Implant Failure

There are two types of implant failure
Early Failures and Late Failures


This type of failure occurs shortly after the implants are placed. They can be caused by:

  • Overheating the bone
  • Too much force when they are placed
  • Not enough force when they are placed
  • Contaminated implant
  • Contaminated Osteotomy
  • Epithelial cells in Osteotomy site
  • Poor quality of bone
  • Excessive forces during Osseo integration
  • A myriad of other reasons

Late failures

Generally caused by:

  • Excessive forces
  • Lateral loading

Early  failures can be dealt with at the  stage of treatment planning, and diagnostic work up, by  ensuring  an  adequate  surgical  protocol,  and  a  thorough  knowledge  and  understanding  of  the  implant system being placed.

It  goes  without  saying  that  implant  surgery,  like  any  invasive  procedure,  has  to  follow  strict surgical  and  sterilization  protocols,  with  emphasis  being  placed  on  minimal  interval  time  between exposure of the implant from its sterile packaging to its insertion and primary  fixation  in the Osteotomy site.
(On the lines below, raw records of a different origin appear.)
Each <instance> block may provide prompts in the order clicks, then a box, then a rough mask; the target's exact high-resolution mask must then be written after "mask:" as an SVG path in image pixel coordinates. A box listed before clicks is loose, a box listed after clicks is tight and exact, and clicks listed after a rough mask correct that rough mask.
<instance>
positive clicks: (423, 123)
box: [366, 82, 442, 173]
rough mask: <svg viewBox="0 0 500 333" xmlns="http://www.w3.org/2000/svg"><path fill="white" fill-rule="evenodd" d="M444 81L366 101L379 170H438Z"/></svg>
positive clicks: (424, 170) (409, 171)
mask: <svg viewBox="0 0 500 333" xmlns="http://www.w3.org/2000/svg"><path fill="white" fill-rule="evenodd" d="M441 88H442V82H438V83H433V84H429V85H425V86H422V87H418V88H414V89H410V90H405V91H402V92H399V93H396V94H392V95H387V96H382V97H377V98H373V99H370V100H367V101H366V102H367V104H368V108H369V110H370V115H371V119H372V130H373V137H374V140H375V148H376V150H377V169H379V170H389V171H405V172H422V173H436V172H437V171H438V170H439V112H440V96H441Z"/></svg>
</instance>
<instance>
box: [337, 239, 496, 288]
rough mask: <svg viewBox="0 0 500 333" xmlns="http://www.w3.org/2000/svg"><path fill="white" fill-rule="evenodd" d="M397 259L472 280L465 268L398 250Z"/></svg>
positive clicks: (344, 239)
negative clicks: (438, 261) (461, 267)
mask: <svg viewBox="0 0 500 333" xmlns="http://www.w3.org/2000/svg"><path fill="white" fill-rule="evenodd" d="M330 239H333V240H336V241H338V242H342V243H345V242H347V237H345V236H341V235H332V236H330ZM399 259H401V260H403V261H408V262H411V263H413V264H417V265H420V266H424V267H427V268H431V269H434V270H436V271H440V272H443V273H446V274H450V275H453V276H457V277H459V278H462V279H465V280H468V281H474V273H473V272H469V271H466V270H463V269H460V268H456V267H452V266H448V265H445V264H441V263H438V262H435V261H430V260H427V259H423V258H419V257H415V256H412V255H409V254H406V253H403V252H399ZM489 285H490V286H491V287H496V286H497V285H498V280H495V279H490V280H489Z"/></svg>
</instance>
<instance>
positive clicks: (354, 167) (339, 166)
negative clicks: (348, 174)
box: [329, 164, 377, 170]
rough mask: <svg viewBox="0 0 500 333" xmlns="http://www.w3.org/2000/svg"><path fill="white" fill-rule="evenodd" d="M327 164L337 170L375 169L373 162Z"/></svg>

Implants should never be manipulated by gloved fingers, or the surface contaminated by external sources during the implant placement. Epithelial invagination in the Osteotomy site is a certain precursor to implant failure. Most instances of crestal bone loss usually occurring within a few weeks of placement with an improper protocol of handling.

A large percentage of failures of implants occur in the late phase or the phase of loading. The most significant factor affecting stability of an implant is occlusal loading. Having  mentioned  that  all  implants  are  eventually  prosthetic  driven,  it  is  imperative  that  the occlusal scheme  has  to  be  designed  to  ensure  axial  loading,  and  avoid  excessive occlusal forces  on the implant.  Early signs of excess load fatigue are manifested by loosening of abutment screws, and may eventually lead to implant fractures.

The  ratio  of  implant  to  crown  should  be  ideally  1:1  to  ensure  proper  dissipation of occlusal forces.

Short implants, with an inadequate diameter should be avoided to the greatest possible extent to prevent secondary failures due to inadequate loading.

Cantilever  design,  especially  posterior  cantilevers is  a  precursor to  failure too,  and  may  place excessive load on the implant.